Naturally, pro-lifers ask how any government entity in the United States could constitutionally tell selected private groups what they have to say.
AB775 has passed the California State Assembly and is headed to the State Senate. Pro-abortion Democrats dominate the state legislature, so the bill is likely to pass and then reach the desk of the implacably pro-abortion Democratic Governor Edmund G. “Jerry” Brown, Jr.
That any proposed legislation so blatantly antithetical to Americans’ First Amendment freedoms and conscience rights should get this close to passage is shocking, of course. But there is some hope in the situation. Catherine Short, the able legal director of the Life Legal Defense Foundation, flatly calls AB 775 unconstitutional and says the courts are likely to overturn it.
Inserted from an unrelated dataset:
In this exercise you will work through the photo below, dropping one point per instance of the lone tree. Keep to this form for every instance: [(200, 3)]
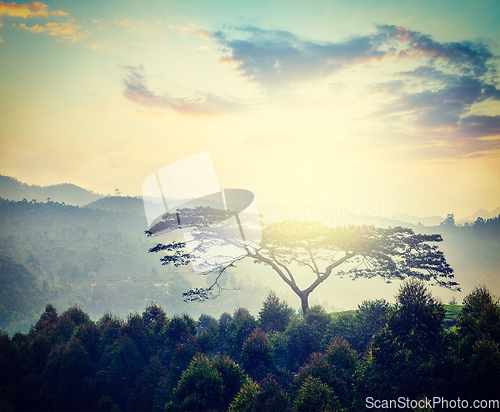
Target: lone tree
[(355, 251)]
She points out that in 2014 a federal court struck down a Maryland anti-pregnancy center law similar to AB 775 and that, also in 2014, a federal appeals panel invalidated relevant sections of a similar New York City law.
The abortion lobby would have us believe that pro-life pregnancy centers and medical facilities somehow deceive women about abortion. These are the same lobbyists who have been documented telling vulnerable women and girls that the babies in their wombs are mere “products of conception,” “clumps of cells,” “blood clots,” “tadpoles,” or “uterine contents.”
The reality is that pro-life pregnancy centers give women and girls the truth, the caring and the genuine help they need – at little or no cost - in their difficult circumstances.
Frederick Douglass faced much opposition, including one pro-slavery mob that beat him and caused lasting injury to his hand. He never flinched, though; he wrote, “We believe that what ought to be done, can be done.” He added, “I still see before me a life of toil and trials…but, justice must be done, the truth must be told…I will not be silent.”
Those are the exact principles of California’s pro-life pregnancy centers today. AB775 or no, they will continue fighting for the moms they help and the babies they save. They too will not be silent.